By Andrew, Tufts 1+4 Participant
I have always had an affinity for birds. In grade school I dreamed of working in a parrot rehabilitation center and poured love into caring for the hens I raised in my yard. Most days involved reading the field guide “Birds of Wisconsin” and my seasons were divided by patterns of migration. From loons at dusk to Eagles with prey; I would often sit and simply listen. These voices, I now realize, lectured many of the first of life’s elusive lessons.
Yet in adolescence I landed at a point where this appreciation fell away. There came a time when April chose to cut off from the oranges. I left purple years and Orioles without jelly. At life ́s heaviest, I saw the nature of Wisconsin as no blessing at all. Forests were cotton and trees swallowed each tick of my watch; I realize now I had set an alarm.
With adolescence came a longing to fit in and so I trained myself to see mass as the way. I was sure city was solution and took comfort in setting systems of equations that ate bigger numbers of people to produce higher chances of finding a flock. Happiness was a pseudo-probability derivative of people and punctuated by digits-calculations, constructions-as if science or statistics were the infallible variations of subtle math that neither lies. It was in these crowds that I envisioned each face gently weaving away to reveal my concrete perch while forgetting that systems and substitution were taught not only to solve for X, but importantly for Y.
Quite quickly what were once wishes transformed into reality, swift to unfold. I moved cities while traveling the world and was washed by waves of wonderful people. I was living what I thought should be my dream and though I would say I felt happier, life felt almost distracting. It culminated in academic pressure, a difficult relationship and friends with struggles of their own. After graduating completely exhausted, for the first time in many years, I allowed myself to embrace being alone.

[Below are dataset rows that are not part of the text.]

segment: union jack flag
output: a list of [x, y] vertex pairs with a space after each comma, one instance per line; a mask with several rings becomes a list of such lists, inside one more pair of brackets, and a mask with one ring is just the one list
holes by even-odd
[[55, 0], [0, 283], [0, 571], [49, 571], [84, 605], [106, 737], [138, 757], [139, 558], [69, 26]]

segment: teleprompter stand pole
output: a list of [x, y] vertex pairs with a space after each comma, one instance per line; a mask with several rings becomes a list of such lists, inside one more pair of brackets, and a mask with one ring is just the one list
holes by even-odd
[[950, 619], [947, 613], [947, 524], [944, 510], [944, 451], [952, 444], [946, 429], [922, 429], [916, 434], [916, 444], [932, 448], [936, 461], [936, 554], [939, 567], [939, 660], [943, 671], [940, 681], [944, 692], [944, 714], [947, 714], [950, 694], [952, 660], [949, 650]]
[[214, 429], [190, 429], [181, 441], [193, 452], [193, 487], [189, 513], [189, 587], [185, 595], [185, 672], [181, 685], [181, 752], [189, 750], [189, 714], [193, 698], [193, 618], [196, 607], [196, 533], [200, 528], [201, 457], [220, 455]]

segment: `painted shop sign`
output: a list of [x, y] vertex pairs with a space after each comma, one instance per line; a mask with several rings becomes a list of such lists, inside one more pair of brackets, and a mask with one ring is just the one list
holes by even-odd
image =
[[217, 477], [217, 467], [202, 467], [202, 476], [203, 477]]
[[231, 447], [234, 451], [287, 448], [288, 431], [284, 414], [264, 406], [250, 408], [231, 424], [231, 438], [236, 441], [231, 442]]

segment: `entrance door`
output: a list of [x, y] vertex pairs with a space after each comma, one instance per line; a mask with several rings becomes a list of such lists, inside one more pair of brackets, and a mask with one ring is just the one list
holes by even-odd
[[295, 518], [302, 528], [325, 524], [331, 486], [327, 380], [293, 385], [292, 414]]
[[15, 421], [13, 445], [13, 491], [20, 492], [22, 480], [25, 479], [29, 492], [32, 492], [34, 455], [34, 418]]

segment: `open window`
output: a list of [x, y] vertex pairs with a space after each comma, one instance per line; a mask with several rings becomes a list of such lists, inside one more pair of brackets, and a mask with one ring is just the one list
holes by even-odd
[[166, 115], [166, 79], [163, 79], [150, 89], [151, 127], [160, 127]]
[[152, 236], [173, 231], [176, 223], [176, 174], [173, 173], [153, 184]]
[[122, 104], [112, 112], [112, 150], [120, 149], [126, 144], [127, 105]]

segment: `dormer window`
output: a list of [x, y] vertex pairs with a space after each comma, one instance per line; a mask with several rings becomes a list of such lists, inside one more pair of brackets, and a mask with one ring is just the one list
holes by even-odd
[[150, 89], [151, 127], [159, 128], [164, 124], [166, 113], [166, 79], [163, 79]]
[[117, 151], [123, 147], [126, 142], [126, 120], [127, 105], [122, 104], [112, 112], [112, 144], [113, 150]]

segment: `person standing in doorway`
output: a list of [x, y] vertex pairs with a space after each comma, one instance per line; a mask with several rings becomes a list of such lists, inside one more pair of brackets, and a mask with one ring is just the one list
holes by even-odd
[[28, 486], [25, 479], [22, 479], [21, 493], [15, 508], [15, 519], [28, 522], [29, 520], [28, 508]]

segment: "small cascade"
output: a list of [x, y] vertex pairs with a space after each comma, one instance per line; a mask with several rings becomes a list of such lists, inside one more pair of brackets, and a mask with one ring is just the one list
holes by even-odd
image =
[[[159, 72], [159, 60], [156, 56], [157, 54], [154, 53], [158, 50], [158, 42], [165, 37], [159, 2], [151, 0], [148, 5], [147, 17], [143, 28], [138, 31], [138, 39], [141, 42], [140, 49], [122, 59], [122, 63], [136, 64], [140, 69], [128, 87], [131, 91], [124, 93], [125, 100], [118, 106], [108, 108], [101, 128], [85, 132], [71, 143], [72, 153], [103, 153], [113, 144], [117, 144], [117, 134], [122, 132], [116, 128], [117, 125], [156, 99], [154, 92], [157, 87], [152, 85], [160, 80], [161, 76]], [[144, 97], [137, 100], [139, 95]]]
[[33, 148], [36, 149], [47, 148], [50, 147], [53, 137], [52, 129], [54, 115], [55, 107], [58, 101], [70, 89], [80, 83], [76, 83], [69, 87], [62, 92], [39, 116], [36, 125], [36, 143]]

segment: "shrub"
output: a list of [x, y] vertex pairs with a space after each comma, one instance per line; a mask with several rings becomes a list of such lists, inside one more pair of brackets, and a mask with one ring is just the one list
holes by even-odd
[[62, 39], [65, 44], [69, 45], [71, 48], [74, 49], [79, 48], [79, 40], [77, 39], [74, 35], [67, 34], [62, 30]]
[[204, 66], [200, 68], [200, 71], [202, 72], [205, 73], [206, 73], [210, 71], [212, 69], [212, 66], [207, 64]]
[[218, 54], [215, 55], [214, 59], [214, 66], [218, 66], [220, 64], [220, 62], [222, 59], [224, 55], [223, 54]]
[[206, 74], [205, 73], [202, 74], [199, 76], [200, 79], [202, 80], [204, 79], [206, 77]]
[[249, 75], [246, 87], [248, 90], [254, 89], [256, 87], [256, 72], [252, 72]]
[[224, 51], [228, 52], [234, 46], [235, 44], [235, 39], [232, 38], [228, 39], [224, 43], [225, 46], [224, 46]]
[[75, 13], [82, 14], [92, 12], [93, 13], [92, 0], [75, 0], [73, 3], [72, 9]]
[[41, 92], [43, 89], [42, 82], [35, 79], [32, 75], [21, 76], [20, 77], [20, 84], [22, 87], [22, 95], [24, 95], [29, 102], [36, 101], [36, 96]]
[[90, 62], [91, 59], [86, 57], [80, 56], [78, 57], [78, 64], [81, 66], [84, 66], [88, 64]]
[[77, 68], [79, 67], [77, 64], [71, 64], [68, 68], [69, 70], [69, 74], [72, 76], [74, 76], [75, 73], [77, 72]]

Shortly after, the sky burst out in purple humming.
For so many years, the clattering of unhappiness forbid my mind from giving way to beauty’s songs. Yet the birds had never stopped singing. I had simply forgotten to listen. Perhaps in a world of frantic searching, it is the listening we need now most. For me, that meant to myself.
I had tried so hard for so long to fit into some mold that I forgot the simplicity of being myself. As we grow older we often lose touch with the joy this earth once brought us as children as we assume increasingly more imposed and inherited roles. For me, to listen to myself once again means beginning to learn to gaze through it all. It means staring so deeply that even the mud in the water eventually turns into love.
Ornithologists have demonstrated that birds can adapt their calls in both volume and style to adjust to acoustic terrain. So resilient are their hymns that they rely not on the world around them to be heard. It is in this resilient symphony where we can be magically reminded how love transcends sounds; words. We hear each call, and the differences combine. It is in the textured soundscape that we once again come to understand the way difference courts beauty.
This is an earth full of songs always singing, let us learn to let these voices be heard.